Monday, August 29, 2011

Northern Bean Soup

Recipe courtesy of zorahangels
8 cups water
1 lb. dried great northern or Lima beans
2 cans (8oz each) tomato sauce
2 ¼ smoked pork hocks (I cook this separately and just pick off meat)
1 large onion, chopped
1 tablespoon instant beef bouillon
1 tsp. salt
½ tsp. pepper
1 clove garlic, crushed
2 cups potatoes, minced
2 medium carrots, cut into ½ inch pieces
2 medium stalks celery, cut into ½ pieces
Soak beans overnight in a pot of water. RINSE well before using in soup.
(OR- heat water and beans to boiling in Dutch oven, boil two minutes. Remove from heat, cover and let stand 1 hour)

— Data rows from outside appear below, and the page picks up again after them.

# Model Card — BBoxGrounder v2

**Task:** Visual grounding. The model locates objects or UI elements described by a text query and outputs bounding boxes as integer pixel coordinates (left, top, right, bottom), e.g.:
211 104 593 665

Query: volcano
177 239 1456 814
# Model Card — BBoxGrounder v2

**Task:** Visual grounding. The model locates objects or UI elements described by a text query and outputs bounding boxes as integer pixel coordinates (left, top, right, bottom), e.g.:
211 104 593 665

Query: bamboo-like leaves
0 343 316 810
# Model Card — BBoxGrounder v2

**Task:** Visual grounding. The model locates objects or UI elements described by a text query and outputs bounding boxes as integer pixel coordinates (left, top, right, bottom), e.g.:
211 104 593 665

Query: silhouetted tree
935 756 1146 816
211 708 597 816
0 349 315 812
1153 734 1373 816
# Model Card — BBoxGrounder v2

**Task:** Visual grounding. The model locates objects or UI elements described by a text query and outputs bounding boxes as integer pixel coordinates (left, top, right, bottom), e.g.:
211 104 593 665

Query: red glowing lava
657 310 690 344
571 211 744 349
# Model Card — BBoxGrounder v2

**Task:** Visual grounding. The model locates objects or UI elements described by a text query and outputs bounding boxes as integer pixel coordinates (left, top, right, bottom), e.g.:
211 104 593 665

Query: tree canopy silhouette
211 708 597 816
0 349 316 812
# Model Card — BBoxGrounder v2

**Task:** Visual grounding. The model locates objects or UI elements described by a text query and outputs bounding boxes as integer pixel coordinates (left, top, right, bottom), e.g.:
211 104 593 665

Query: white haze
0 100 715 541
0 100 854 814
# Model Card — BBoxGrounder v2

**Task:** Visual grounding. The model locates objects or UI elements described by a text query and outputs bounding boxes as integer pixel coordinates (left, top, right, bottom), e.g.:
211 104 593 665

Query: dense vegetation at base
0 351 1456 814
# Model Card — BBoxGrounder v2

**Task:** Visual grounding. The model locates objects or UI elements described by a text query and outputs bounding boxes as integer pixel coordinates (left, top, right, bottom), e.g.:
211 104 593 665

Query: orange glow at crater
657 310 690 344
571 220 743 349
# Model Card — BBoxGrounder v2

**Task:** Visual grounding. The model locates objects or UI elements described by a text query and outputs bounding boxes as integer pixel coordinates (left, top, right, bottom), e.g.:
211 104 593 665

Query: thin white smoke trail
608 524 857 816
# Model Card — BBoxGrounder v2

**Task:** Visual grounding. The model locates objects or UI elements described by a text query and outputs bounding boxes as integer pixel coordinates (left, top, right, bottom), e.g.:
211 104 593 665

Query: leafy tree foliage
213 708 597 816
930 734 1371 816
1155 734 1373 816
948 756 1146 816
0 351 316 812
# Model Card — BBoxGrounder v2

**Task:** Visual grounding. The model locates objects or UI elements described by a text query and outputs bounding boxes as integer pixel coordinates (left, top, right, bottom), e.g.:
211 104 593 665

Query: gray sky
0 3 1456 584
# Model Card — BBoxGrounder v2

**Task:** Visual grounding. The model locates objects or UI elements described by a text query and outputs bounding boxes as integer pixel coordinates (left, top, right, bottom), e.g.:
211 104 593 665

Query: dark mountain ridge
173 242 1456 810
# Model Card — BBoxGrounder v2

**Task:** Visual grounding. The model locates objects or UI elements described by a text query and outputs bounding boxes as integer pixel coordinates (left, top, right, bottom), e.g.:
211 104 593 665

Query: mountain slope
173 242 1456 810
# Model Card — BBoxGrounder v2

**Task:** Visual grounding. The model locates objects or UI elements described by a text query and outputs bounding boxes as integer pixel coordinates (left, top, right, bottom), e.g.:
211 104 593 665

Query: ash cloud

Add tomato sauce, pork, onion, instant bouillon, salt, pepper and garlic to beans. Heat to boiling; reduce heat. Cover and simmer until beans are tender, about 2 hours. Do not boil or beans will burst.
Stir potatoes, carrots and celery into soup. Heat to boiling, reduce heat. Cover and simmer until veggies are tender, about 45 minutes. If needed, stir in a little water if too thick.
Makes 8 servings.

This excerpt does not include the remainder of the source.